The attempt to pass a comprehensive cybersecurity bill before the summer recess failed today in the Senate, 52–46.
The Cybersecurity Act of 2012 was still not ready for prime time, despite several tries at moderating its more objectionable aspects. With this vote, cybersecurity legislation is not likely to move any further in this Congress.
One of the main rallying points for the opposition to the bill was its use of a regulatory structure at the heart of its provisions. The authors tried to soften it by making the regulatory regime “voluntary,” but they still allowed and encouraged regulatory agencies to make the standards mandatory. Such standards would likely cripple innovation, impose large costs on the private sector, and encourage compliance rather than true security.
Additionally, the bill’s cyber threat information-sharing provisions were heavily flawed due to weak and often conflicting liability protections, as well as the rejection of any assistance from the strongest centers of cyber capabilities: the National Security Agency and the Department of Defense. Forty-six Senators agreed that this was a bad idea.
Though cyber legislation is dead, the concern is now whether the President will override the will of the people and their representatives and simply enact an onerous regulatory structure through executive orders.

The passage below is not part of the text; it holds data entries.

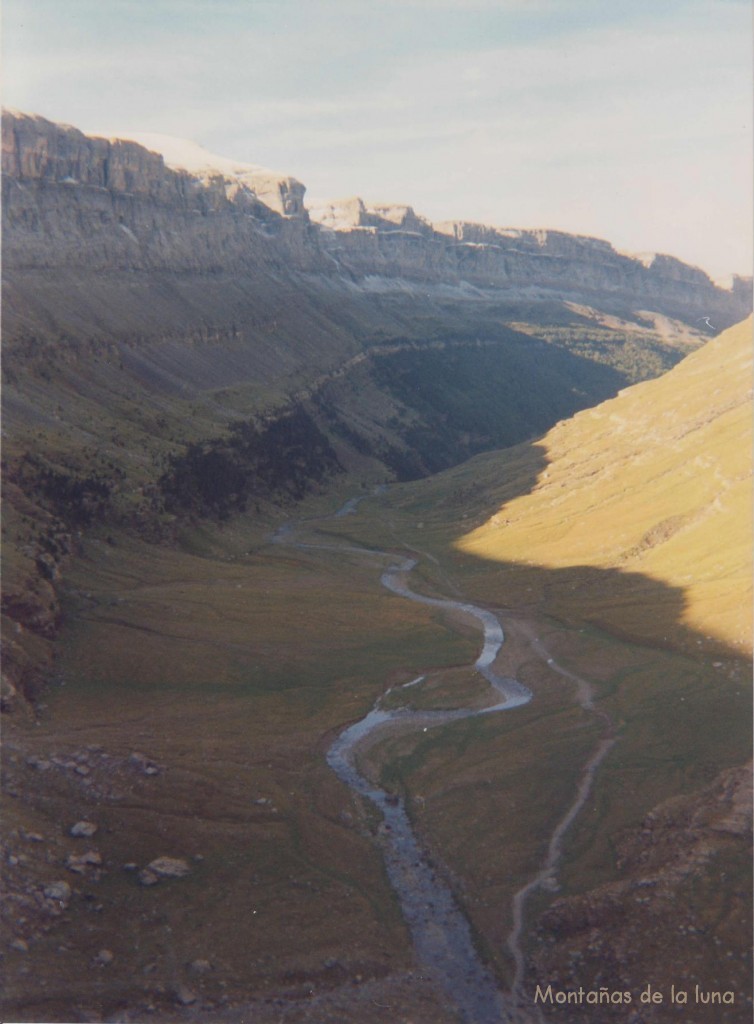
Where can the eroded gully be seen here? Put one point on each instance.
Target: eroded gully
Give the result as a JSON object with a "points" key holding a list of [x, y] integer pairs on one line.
{"points": [[440, 930]]}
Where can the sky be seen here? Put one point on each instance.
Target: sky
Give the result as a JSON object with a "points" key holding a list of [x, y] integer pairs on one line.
{"points": [[629, 121]]}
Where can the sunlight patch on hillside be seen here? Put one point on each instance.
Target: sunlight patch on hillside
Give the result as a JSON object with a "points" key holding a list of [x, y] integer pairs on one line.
{"points": [[656, 481]]}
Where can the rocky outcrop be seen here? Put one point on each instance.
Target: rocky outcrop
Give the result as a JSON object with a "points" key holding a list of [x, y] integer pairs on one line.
{"points": [[73, 201]]}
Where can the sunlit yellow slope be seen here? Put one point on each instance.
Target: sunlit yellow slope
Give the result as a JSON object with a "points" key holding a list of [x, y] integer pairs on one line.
{"points": [[656, 481]]}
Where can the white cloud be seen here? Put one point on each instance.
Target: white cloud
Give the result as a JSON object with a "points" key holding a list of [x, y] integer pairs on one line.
{"points": [[579, 115]]}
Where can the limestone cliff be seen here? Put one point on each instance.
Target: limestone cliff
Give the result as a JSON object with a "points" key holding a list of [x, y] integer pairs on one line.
{"points": [[72, 201]]}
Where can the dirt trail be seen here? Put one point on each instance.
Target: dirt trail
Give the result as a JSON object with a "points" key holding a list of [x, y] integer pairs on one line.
{"points": [[441, 932]]}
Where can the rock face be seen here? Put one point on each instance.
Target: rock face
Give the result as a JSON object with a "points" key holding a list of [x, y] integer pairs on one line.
{"points": [[73, 201]]}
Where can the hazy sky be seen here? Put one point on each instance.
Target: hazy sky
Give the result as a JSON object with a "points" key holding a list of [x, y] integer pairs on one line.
{"points": [[631, 121]]}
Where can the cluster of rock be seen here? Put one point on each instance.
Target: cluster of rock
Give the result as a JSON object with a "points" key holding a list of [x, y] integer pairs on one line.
{"points": [[74, 200]]}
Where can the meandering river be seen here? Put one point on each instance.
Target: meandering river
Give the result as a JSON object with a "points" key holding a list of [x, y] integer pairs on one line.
{"points": [[441, 933]]}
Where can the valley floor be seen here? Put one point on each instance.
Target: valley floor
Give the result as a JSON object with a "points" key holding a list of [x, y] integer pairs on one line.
{"points": [[198, 693]]}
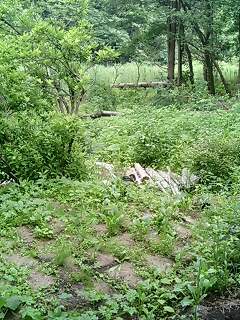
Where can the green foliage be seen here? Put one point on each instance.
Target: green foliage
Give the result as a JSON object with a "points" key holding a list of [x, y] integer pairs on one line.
{"points": [[50, 144]]}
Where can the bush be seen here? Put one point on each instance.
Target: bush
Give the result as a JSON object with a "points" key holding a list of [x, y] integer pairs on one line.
{"points": [[205, 142], [50, 144]]}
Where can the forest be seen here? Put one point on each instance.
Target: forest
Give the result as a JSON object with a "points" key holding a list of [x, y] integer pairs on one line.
{"points": [[120, 159]]}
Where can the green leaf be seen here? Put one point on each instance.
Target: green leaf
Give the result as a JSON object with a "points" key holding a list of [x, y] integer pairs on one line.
{"points": [[168, 309], [165, 281], [2, 302], [13, 303], [186, 302]]}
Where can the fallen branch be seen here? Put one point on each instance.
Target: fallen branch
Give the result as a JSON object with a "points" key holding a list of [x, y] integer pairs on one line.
{"points": [[101, 114], [139, 85], [8, 171]]}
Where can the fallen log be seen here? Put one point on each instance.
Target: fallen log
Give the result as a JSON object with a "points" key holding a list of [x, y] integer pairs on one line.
{"points": [[145, 85], [101, 114], [142, 174]]}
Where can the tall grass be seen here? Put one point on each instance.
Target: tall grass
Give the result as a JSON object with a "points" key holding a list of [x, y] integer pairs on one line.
{"points": [[130, 72]]}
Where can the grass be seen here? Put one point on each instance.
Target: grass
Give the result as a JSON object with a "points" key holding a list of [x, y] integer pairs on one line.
{"points": [[129, 72], [114, 250]]}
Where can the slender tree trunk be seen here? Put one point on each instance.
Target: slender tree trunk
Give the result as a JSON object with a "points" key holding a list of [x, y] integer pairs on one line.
{"points": [[238, 49], [171, 42], [209, 70], [208, 54], [205, 75], [224, 81], [180, 44], [190, 64]]}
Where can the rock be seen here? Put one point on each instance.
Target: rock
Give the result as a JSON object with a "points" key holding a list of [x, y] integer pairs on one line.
{"points": [[104, 260], [152, 236], [38, 280], [101, 229], [126, 273], [21, 261], [58, 226], [47, 257], [106, 170], [26, 234], [183, 232], [125, 240], [161, 263], [102, 287]]}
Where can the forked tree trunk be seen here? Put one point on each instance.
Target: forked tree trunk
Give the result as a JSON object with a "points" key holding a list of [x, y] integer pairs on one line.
{"points": [[172, 29]]}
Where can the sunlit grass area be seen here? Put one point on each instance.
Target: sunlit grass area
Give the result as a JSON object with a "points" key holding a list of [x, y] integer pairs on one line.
{"points": [[133, 72]]}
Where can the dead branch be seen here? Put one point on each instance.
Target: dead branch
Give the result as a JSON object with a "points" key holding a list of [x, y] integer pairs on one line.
{"points": [[101, 114], [139, 85]]}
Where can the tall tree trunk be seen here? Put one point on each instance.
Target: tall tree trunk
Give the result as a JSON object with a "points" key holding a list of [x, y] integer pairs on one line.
{"points": [[172, 29], [208, 62], [190, 64], [205, 76], [238, 49], [180, 44], [208, 52], [224, 81]]}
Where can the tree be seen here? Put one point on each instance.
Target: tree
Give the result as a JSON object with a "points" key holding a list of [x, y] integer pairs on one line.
{"points": [[52, 51]]}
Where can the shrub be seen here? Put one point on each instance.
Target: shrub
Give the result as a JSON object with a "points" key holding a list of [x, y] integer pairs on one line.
{"points": [[50, 144]]}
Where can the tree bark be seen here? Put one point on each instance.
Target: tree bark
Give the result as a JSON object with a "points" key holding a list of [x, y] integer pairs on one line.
{"points": [[171, 42], [190, 64], [209, 71], [224, 81], [238, 49], [208, 54], [180, 46]]}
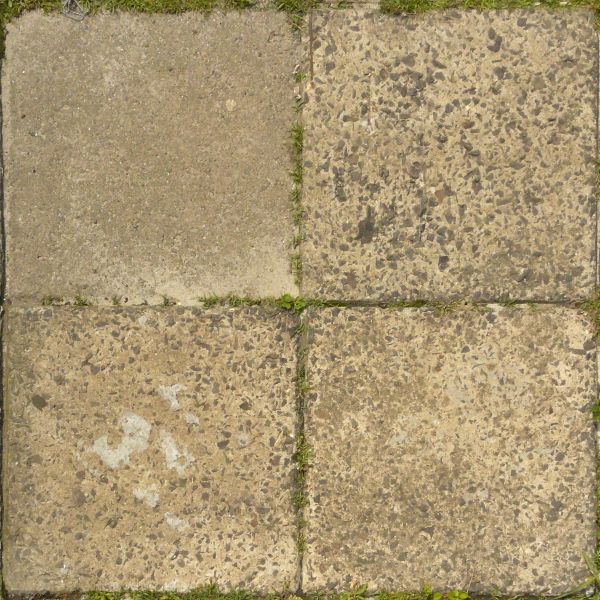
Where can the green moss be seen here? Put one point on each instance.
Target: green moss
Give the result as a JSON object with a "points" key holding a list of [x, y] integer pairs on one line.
{"points": [[52, 300], [81, 301], [166, 301], [592, 307]]}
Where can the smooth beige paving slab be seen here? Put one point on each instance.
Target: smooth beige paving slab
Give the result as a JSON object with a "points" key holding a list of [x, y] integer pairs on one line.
{"points": [[451, 450], [148, 155], [148, 448], [451, 154]]}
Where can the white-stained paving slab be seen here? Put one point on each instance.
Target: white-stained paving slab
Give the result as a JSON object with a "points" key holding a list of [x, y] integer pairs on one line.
{"points": [[148, 449], [148, 155], [453, 450], [450, 154]]}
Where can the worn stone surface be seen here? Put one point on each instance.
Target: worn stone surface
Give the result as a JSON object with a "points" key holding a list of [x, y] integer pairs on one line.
{"points": [[455, 450], [451, 154], [148, 448], [148, 155]]}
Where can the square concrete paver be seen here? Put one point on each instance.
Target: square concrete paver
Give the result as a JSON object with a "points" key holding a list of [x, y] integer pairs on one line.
{"points": [[148, 155], [451, 450], [149, 449], [451, 154]]}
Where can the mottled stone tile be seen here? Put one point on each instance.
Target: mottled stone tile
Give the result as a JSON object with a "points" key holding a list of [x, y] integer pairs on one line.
{"points": [[451, 154], [149, 449], [148, 155], [454, 450]]}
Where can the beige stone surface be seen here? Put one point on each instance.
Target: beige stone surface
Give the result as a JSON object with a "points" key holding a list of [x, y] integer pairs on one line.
{"points": [[451, 154], [451, 450], [148, 155], [148, 448]]}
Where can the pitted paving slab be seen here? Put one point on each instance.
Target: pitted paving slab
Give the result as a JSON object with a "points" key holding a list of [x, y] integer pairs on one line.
{"points": [[148, 155], [451, 450], [451, 154], [149, 449]]}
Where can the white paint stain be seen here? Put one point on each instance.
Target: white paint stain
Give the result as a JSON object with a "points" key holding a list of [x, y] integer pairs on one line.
{"points": [[175, 458], [136, 432], [175, 522], [191, 419], [149, 495], [169, 393]]}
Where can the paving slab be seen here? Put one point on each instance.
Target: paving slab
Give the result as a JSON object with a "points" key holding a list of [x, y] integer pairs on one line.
{"points": [[148, 449], [148, 155], [451, 450], [451, 154]]}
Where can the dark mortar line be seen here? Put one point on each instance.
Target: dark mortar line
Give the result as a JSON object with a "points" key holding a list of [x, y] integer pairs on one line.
{"points": [[595, 262], [401, 304], [315, 303], [278, 595], [3, 593], [310, 44]]}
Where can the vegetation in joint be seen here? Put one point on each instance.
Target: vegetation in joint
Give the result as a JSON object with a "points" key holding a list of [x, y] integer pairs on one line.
{"points": [[421, 6], [592, 307], [166, 301], [296, 209], [296, 9], [78, 300], [10, 9]]}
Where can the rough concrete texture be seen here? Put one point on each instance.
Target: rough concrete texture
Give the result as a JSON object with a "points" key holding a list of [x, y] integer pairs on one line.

President Obama has shown quite an appetite and willingness to do just this sort of end run around Congress. Regardless of his passion for this issue or his opinion on how this problem should be addressed, the Senate has not been able to find a workable bill, and its vote should be respected. In the meantime, the President still has plenty of work to do to improve federal computer systems.
A regulatory regime enacted by fiat would probably be even worse than the one in the bill. Such regulation would hurt American business and strangle innovation, and it would never be able to keep up with the speed of technology. On top of that, it would not secure our networks any better than they are now. The static nature of regulatory solutions is such that the bad guys will simply hack their way right around this Maginot Line.
Cybersecurity regulations, whether by legislation or presidential edict, are poor policy and should be avoided.